Spider-Man 2 (2004) — It’ll grab you and never let you go

“I’m Spider-Man no more.”

Drew’s rating: For pudgy, middle-aged supervillains, skip the neon green spandex and go for trenchcoats

Drew’s review: WOW.

Seriously, just… wow. It’s been over an hour since I walked out of my first (and definitely not last) viewing of Spider-Man 2 in the theater, and I still haven’t come down yet — always a good sign. Before I start gushing, though, I guess it’s my duty, as an unbiased (pfftt) reviewer, to list the negative qualities. (I’ll make it quick, promise.)

Though director Sam Raimi mostly stays on the right side of the bright, fun superheroics/camp line, it is a bit cheesy in a couple of places — Spidey being borne to safety over everyone’s heads in the subway car, for instance, and Mary Jane’s taking a page from The Graduate near the end of the movie.

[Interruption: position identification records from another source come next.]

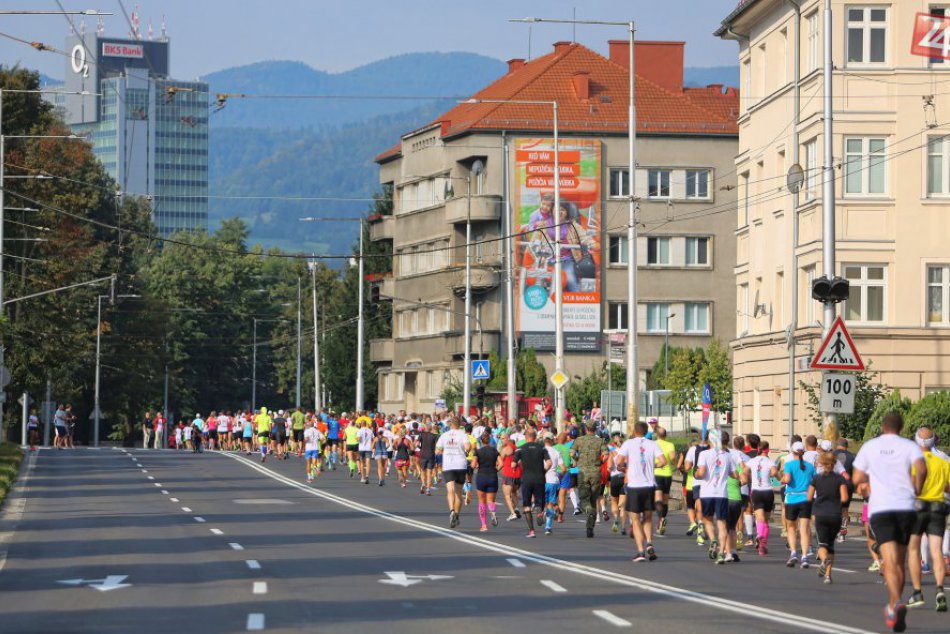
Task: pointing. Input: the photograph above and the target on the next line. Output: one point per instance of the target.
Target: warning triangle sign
(837, 351)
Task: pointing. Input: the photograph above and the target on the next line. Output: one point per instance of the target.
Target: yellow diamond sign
(559, 379)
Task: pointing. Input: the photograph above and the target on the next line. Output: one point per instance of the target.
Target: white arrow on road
(404, 580)
(111, 582)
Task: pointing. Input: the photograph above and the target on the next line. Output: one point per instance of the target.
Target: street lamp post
(633, 375)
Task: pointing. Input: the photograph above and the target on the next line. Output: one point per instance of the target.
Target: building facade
(491, 163)
(149, 131)
(892, 179)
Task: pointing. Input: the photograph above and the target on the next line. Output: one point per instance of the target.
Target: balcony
(382, 228)
(381, 350)
(484, 208)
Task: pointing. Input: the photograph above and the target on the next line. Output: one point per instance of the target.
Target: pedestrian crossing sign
(837, 351)
(480, 369)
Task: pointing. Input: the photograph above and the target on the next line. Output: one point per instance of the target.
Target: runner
(886, 462)
(931, 520)
(826, 493)
(454, 446)
(640, 456)
(534, 461)
(487, 462)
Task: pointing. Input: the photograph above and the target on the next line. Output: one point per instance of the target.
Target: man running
(454, 447)
(886, 463)
(639, 456)
(588, 452)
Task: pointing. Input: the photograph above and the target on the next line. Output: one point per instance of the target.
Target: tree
(717, 371)
(867, 394)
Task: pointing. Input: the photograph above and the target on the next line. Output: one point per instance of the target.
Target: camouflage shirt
(588, 450)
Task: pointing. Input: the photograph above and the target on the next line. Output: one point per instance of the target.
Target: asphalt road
(159, 541)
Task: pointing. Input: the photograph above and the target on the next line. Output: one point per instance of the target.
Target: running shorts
(550, 492)
(532, 492)
(455, 475)
(763, 501)
(717, 508)
(640, 499)
(486, 484)
(827, 527)
(617, 486)
(795, 512)
(735, 512)
(932, 520)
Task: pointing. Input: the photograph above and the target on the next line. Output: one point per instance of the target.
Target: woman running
(797, 475)
(486, 464)
(403, 453)
(826, 493)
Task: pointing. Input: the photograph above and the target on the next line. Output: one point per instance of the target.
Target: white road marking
(742, 608)
(547, 583)
(613, 619)
(255, 621)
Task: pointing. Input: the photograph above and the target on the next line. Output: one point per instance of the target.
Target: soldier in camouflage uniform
(588, 451)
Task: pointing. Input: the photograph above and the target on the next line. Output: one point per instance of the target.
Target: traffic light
(832, 290)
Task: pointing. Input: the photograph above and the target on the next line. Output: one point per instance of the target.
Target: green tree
(717, 371)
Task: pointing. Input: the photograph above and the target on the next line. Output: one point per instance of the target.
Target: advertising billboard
(537, 222)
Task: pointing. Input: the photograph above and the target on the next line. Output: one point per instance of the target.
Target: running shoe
(895, 619)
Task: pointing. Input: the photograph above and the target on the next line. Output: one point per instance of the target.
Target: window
(938, 166)
(656, 316)
(697, 317)
(697, 183)
(619, 182)
(658, 183)
(658, 251)
(618, 250)
(813, 39)
(697, 251)
(867, 35)
(864, 166)
(811, 169)
(938, 295)
(868, 289)
(617, 315)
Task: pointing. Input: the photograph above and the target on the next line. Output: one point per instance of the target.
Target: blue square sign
(480, 369)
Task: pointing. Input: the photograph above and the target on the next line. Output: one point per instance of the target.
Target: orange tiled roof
(704, 111)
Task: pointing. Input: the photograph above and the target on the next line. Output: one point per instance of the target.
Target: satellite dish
(795, 178)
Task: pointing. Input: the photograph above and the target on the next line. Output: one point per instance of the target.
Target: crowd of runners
(731, 487)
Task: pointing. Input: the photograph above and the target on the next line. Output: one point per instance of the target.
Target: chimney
(582, 85)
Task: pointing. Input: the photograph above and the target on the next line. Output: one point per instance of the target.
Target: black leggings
(827, 527)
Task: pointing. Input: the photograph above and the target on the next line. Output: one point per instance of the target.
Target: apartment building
(492, 163)
(892, 178)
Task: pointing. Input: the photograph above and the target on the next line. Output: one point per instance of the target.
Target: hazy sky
(209, 35)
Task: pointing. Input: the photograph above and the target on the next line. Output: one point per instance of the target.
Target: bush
(933, 411)
(893, 402)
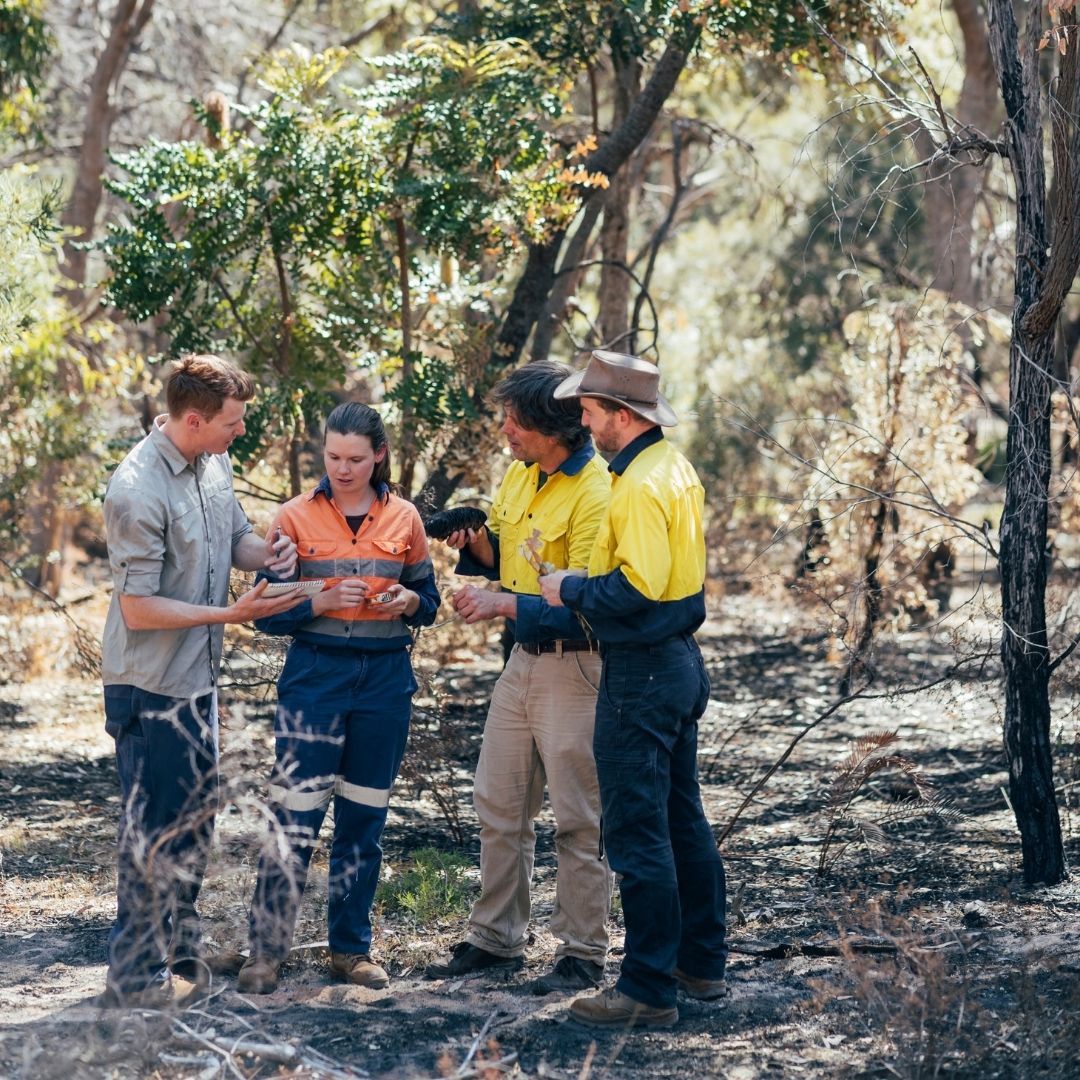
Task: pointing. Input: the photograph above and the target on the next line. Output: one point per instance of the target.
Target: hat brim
(661, 413)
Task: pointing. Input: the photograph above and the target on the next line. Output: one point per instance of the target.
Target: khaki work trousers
(540, 730)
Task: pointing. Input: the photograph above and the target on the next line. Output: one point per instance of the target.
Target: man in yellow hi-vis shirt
(540, 721)
(644, 598)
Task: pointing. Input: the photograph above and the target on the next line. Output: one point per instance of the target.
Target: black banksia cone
(441, 525)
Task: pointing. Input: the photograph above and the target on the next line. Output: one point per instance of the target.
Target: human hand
(550, 584)
(349, 592)
(402, 602)
(461, 538)
(480, 604)
(281, 553)
(255, 605)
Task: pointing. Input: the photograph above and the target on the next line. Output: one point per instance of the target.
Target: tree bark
(950, 192)
(1025, 651)
(537, 281)
(129, 19)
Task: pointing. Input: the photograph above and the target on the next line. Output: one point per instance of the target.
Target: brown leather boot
(613, 1009)
(701, 989)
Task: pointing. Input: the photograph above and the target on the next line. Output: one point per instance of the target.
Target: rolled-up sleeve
(136, 530)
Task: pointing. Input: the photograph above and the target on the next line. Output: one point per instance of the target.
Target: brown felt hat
(626, 380)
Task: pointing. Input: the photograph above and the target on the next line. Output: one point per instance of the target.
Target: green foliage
(434, 887)
(50, 392)
(25, 46)
(864, 218)
(282, 242)
(575, 36)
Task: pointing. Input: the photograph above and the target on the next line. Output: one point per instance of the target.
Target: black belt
(558, 646)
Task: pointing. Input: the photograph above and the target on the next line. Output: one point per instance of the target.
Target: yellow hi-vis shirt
(562, 517)
(647, 569)
(563, 514)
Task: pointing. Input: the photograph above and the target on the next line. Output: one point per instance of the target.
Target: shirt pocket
(389, 557)
(318, 558)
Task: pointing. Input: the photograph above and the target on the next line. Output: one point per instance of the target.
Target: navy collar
(572, 464)
(620, 462)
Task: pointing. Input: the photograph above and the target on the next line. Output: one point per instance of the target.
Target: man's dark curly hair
(529, 392)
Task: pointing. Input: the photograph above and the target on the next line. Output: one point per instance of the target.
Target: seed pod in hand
(441, 525)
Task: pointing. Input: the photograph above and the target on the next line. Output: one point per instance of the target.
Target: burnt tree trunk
(538, 279)
(1045, 264)
(129, 21)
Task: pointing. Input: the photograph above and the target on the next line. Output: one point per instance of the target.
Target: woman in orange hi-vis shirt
(343, 696)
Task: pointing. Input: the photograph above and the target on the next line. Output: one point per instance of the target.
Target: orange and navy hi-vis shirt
(390, 547)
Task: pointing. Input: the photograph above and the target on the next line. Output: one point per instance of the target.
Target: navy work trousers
(340, 731)
(656, 834)
(167, 766)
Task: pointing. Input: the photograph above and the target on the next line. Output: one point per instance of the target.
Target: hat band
(588, 391)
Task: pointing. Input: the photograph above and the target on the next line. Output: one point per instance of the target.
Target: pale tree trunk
(538, 279)
(950, 193)
(1045, 266)
(129, 21)
(613, 316)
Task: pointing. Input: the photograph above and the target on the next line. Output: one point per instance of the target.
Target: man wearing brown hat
(644, 598)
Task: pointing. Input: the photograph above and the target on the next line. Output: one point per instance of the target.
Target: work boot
(469, 959)
(161, 994)
(359, 969)
(200, 969)
(613, 1009)
(701, 989)
(569, 973)
(258, 975)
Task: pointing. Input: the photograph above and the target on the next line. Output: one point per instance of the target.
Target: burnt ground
(918, 953)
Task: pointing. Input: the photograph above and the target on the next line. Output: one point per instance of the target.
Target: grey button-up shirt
(171, 529)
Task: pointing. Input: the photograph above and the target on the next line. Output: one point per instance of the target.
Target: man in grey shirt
(174, 529)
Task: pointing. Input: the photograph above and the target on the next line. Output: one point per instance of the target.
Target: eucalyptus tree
(309, 237)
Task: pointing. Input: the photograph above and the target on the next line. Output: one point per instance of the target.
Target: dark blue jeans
(656, 833)
(167, 768)
(341, 728)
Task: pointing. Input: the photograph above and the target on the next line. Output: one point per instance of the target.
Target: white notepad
(302, 588)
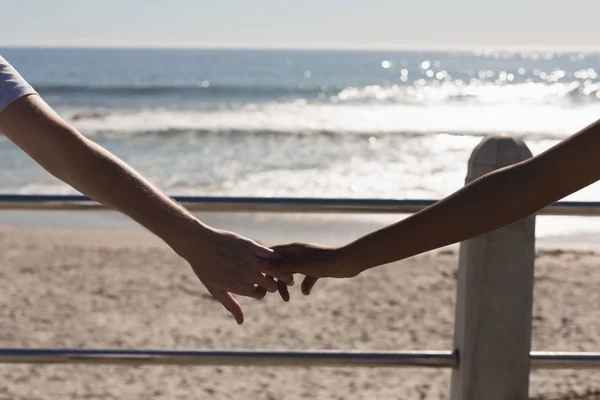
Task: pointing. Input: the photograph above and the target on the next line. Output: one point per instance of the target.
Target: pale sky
(544, 24)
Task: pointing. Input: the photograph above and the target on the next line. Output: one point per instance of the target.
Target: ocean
(304, 123)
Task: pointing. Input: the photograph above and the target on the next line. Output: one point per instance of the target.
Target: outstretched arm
(488, 203)
(226, 263)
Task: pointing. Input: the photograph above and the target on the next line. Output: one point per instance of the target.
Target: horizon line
(374, 47)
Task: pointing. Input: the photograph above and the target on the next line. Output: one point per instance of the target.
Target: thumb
(307, 284)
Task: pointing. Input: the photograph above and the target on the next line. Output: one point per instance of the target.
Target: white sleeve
(12, 85)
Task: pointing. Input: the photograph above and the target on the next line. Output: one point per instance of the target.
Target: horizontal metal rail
(276, 205)
(321, 358)
(428, 359)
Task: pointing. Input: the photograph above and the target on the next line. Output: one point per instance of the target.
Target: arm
(488, 203)
(223, 261)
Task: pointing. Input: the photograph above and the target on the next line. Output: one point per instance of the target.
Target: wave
(537, 120)
(418, 93)
(200, 89)
(478, 92)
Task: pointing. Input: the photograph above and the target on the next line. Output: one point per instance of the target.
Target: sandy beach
(122, 288)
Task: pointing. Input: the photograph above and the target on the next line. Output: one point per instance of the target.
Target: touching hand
(312, 260)
(227, 263)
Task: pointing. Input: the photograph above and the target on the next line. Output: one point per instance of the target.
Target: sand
(103, 288)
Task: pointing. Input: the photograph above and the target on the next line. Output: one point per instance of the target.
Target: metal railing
(322, 358)
(276, 205)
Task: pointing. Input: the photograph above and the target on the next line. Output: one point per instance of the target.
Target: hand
(227, 263)
(312, 260)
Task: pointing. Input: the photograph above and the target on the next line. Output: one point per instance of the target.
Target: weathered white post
(495, 295)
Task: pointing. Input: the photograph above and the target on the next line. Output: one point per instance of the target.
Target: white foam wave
(518, 118)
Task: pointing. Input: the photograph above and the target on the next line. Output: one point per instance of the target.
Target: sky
(362, 24)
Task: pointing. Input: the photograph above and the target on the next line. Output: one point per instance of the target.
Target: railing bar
(427, 359)
(275, 205)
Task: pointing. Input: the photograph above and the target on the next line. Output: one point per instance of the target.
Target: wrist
(189, 236)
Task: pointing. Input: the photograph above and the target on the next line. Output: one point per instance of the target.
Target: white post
(495, 295)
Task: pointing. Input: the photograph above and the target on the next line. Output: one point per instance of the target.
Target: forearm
(488, 203)
(101, 176)
(92, 170)
(485, 205)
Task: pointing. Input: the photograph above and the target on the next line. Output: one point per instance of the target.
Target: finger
(260, 292)
(244, 290)
(230, 304)
(307, 284)
(291, 249)
(282, 287)
(267, 282)
(280, 274)
(262, 251)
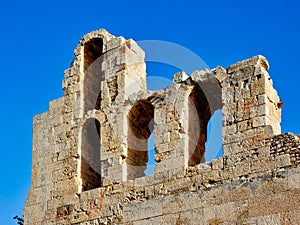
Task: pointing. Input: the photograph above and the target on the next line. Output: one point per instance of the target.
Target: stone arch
(198, 116)
(92, 64)
(90, 155)
(204, 99)
(140, 127)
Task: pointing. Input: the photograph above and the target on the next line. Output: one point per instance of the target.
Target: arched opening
(204, 107)
(198, 117)
(92, 51)
(213, 144)
(90, 155)
(92, 74)
(140, 127)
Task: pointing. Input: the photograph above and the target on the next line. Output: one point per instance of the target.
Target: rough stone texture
(90, 149)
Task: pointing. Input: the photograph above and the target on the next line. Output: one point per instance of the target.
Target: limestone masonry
(90, 150)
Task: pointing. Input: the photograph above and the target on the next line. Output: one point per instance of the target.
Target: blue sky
(38, 37)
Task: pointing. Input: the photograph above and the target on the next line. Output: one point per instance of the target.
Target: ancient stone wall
(90, 150)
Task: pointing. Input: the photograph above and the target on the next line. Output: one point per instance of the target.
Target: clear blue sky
(38, 37)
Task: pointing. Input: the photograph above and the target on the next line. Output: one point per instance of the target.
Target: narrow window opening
(90, 155)
(213, 144)
(92, 74)
(92, 51)
(204, 123)
(140, 127)
(199, 115)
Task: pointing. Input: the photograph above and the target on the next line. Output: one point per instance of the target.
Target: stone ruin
(90, 150)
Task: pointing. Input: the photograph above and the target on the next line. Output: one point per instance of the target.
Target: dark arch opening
(140, 127)
(93, 76)
(204, 100)
(199, 115)
(90, 155)
(92, 51)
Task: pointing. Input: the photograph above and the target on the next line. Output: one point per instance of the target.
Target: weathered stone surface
(90, 150)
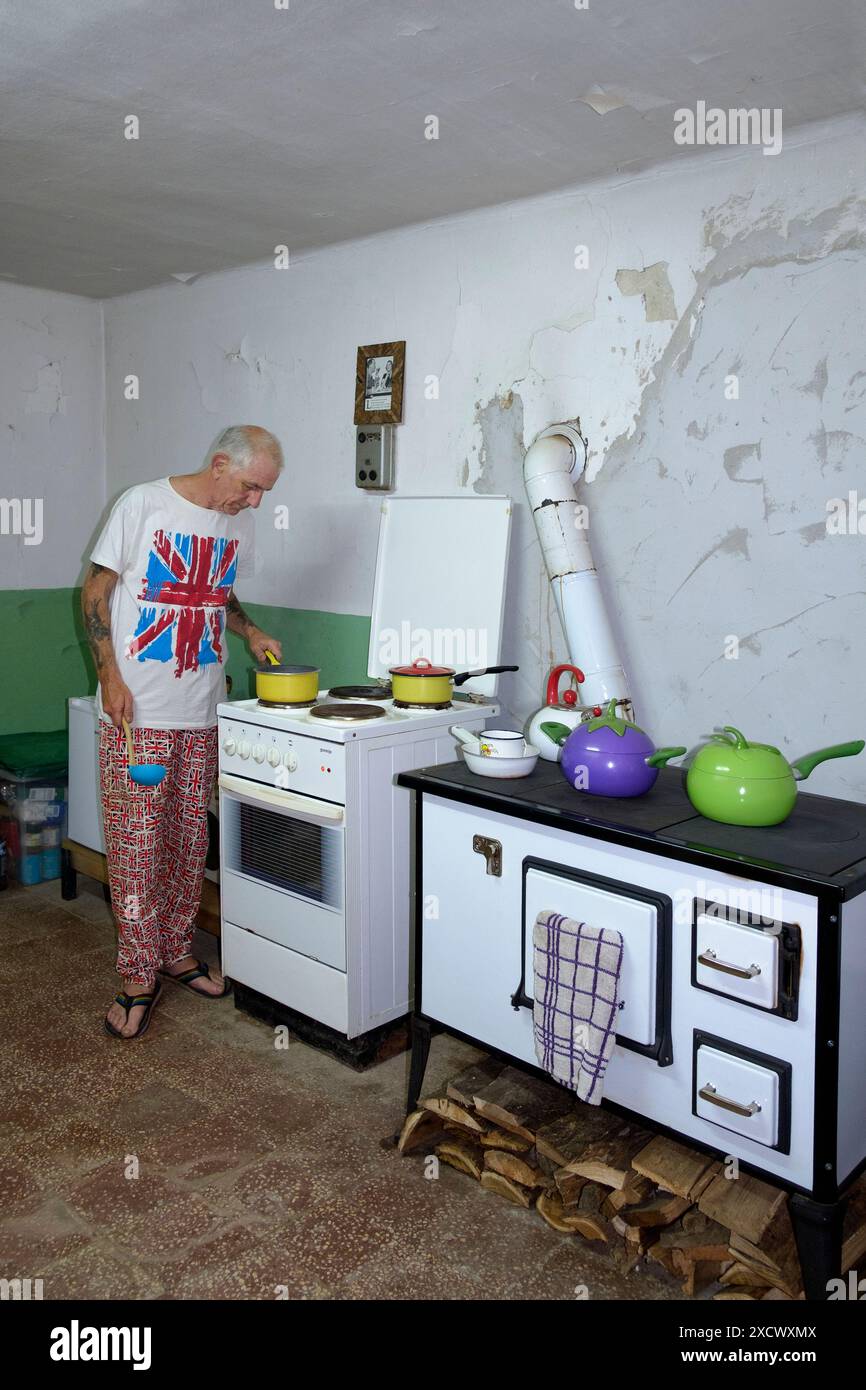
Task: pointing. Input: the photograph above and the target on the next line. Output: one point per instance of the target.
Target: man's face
(242, 488)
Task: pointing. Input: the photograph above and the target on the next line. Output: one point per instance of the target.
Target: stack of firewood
(635, 1194)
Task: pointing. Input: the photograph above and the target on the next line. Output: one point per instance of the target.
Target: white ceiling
(305, 127)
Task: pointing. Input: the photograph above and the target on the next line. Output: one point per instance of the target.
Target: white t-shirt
(177, 563)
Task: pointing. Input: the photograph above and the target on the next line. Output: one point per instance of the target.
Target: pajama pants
(156, 841)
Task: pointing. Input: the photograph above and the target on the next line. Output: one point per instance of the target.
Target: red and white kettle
(566, 710)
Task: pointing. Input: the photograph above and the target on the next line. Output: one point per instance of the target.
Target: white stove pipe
(552, 466)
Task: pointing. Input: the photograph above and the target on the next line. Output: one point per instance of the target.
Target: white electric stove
(316, 836)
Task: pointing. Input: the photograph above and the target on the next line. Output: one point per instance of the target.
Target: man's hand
(117, 698)
(259, 641)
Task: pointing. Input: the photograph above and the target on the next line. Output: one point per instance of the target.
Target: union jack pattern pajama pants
(156, 841)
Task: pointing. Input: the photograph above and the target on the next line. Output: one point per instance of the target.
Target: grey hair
(242, 444)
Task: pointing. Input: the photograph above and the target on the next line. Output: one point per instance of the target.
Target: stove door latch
(492, 852)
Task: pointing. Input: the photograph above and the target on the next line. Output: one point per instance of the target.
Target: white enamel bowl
(501, 766)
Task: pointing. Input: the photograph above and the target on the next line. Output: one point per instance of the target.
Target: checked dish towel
(577, 975)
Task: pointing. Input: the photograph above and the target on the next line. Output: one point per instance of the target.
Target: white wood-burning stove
(744, 973)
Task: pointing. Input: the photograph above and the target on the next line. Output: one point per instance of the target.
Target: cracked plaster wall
(52, 430)
(706, 512)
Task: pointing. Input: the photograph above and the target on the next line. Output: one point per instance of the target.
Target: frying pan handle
(485, 670)
(805, 765)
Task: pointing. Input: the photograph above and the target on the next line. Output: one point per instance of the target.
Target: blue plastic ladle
(146, 774)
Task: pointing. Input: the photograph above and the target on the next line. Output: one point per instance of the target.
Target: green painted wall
(46, 658)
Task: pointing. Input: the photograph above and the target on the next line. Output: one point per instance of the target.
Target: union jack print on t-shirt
(184, 597)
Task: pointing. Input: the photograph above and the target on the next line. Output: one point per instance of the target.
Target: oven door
(282, 868)
(644, 922)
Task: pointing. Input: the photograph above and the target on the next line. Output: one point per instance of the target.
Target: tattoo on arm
(237, 619)
(96, 615)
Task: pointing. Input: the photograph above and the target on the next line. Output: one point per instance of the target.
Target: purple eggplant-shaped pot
(609, 756)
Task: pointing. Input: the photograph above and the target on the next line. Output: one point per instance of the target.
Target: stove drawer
(741, 1090)
(747, 958)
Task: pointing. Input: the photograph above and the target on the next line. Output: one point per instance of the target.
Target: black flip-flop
(196, 972)
(131, 1001)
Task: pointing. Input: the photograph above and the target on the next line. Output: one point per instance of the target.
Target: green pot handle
(662, 755)
(558, 733)
(809, 762)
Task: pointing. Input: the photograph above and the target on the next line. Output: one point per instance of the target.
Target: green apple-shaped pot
(751, 784)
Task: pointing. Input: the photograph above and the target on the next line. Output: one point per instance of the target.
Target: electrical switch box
(374, 458)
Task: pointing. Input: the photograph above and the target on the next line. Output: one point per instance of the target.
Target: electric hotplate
(360, 692)
(346, 713)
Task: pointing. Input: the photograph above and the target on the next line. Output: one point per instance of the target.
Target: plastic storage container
(34, 804)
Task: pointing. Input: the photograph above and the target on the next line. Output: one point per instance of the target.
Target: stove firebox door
(642, 919)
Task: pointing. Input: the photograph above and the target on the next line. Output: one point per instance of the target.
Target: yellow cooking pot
(427, 684)
(287, 684)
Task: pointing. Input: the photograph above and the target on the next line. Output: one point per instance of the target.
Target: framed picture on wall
(378, 384)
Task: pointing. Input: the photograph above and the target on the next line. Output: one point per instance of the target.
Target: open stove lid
(439, 585)
(359, 692)
(346, 713)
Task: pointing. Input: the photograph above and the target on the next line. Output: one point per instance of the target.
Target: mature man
(157, 599)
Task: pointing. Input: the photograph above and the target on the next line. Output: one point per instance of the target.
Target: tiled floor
(202, 1162)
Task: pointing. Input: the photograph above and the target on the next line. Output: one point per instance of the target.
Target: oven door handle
(303, 808)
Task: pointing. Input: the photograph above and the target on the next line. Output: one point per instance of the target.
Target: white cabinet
(85, 823)
(477, 973)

Also, MJ getting kidnapped all the time could get old if they keep doing it.

Next — Doc Ock, minus the arms, is just a regular guy, while Spider-Man’s strong enough to lift cars; his trading blows with Osborn last time was believable, but how’s Octavius standing up to more than one punch? And finally, Ock’s shirtless in a couple of parts, which is just kinda gross. But that’s it, I swear; the rest is pure magic!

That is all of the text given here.